By law, it is also illegal to text and program a GPS system while driving. If a display screen in your vehicle is built into the dashboard, like an MP3 or GPS, is it legal to use. However, the use of all electronic devices, unless it’s a two-way radio for operating a commercial vehicle, are illegal and could result in a $172.50 fine and three demerit points.
Nova Scotia has implemented fines for drivers who text and use hand-held devices behind the wheel. In 2015, the province increased the fines for distracted driving to $233.95 for first offence and $578.95 for a third offence with the addition of four demerit points on conviction.
In Prince Edward Island, it is illegal to text, dial, email or search using a hand-held communication device while behind the wheel.
Drivers can use hands-free technology activated by a single touch or pull over in a safe area off the road to talk or text. However, cellphones, GPS systems, and laptops are illegal to use and if caught will result in a fine from $572 to $1275 and four demerit points.
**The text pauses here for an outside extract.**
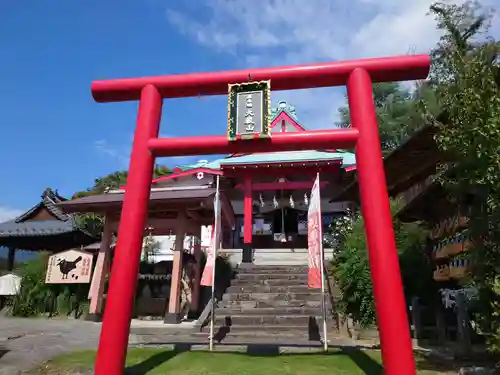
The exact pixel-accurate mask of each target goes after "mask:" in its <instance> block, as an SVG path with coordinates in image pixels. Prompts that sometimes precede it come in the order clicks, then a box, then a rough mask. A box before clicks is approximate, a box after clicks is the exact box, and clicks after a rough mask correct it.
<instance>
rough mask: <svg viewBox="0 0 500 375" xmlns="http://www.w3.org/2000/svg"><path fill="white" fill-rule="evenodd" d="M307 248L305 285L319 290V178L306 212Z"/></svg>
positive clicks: (319, 247) (315, 186)
mask: <svg viewBox="0 0 500 375" xmlns="http://www.w3.org/2000/svg"><path fill="white" fill-rule="evenodd" d="M307 248H308V253H309V254H308V255H309V257H308V260H309V271H308V275H307V276H308V277H307V285H308V287H309V288H310V289H320V288H321V287H322V275H323V273H322V268H323V259H322V257H323V231H322V227H321V200H320V192H319V176H317V177H316V180H315V181H314V185H313V188H312V190H311V199H310V200H309V209H308V211H307Z"/></svg>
In June 2018, Newfoundland and Labrador implemented a new offence under the province’s Highway Traffic Act for driving without due care.
Drivers caught driving while distracted, increasing the risk of an accident or bodily harm to others on the road, will be fined $100 to $400 and four demerit points.
The Northwest Territories have placed a ban on using hand-held electronic devices since 2012. Any device used to transmit and receive messages, play audio or video record are restricted behind the wheel. Drivers who don’t comply with this law and are caught could face charges ranging from $322 to $644 and three demerit points.
Ignoring a notification while you’re behind the wheel might not seem like a life-or-death situation. However, it only takes a couple seconds for something to go seriously wrong. Here are a few tips that could help you avoid distracted driving penalties and reduce your risk of collisions and bodily harm.
Turning off your phone’s notifications seems like an obvious, no-brainer suggestion, but does anyone? When we receive a notification, our brains respond with a surge of dopamine from hearing a ring, buzz or ding coming out of our cell phones or other electronic devices.
Without even thinking, some people are inclined to check our technology to see who is trying to reach us and why, and often this occurs while on the road. If you’re getting in the car to drive, either turn your phone off or put it in silent mode so you don’t hear notifications or are tempted to engage with your electronic device. Doing so could save a life.
If you’re often on the road for long periods of time, downloading an app on your smartphone that lets you block incoming texts and calls can help you avoid distractions from mobile devices altogether. There are a ton of applications available that block calls and messages and these apps can send out automated messages to let the people who are trying to reach you know that you’re currently driving and unavailable to talk.
Apple’s Do Not Disturb While Driving feature lets your phone detect when you might be driving and automatically blocks notifications. If you own an Apple smartphone, ensure this feature is turned on via your settings tab to maintain full focus while driving.
Cellphones and electronics aren’t the only forms of distracted driving. Distractions inside of the vehicle like talking with other passengers, dealing with children and animals, programming a GPS system, eating and reaching for a fallen object are just a couple examples of driver distractions.
If you’re behind the wheel and find yourself caught in an overwhelming situation, don’t hesitate to pull off of the road into a safe area to deal with distractions. You’ll not only be doing yourself and your passengers a favour, but you’ll be reducing the risk of an accident for others on the road.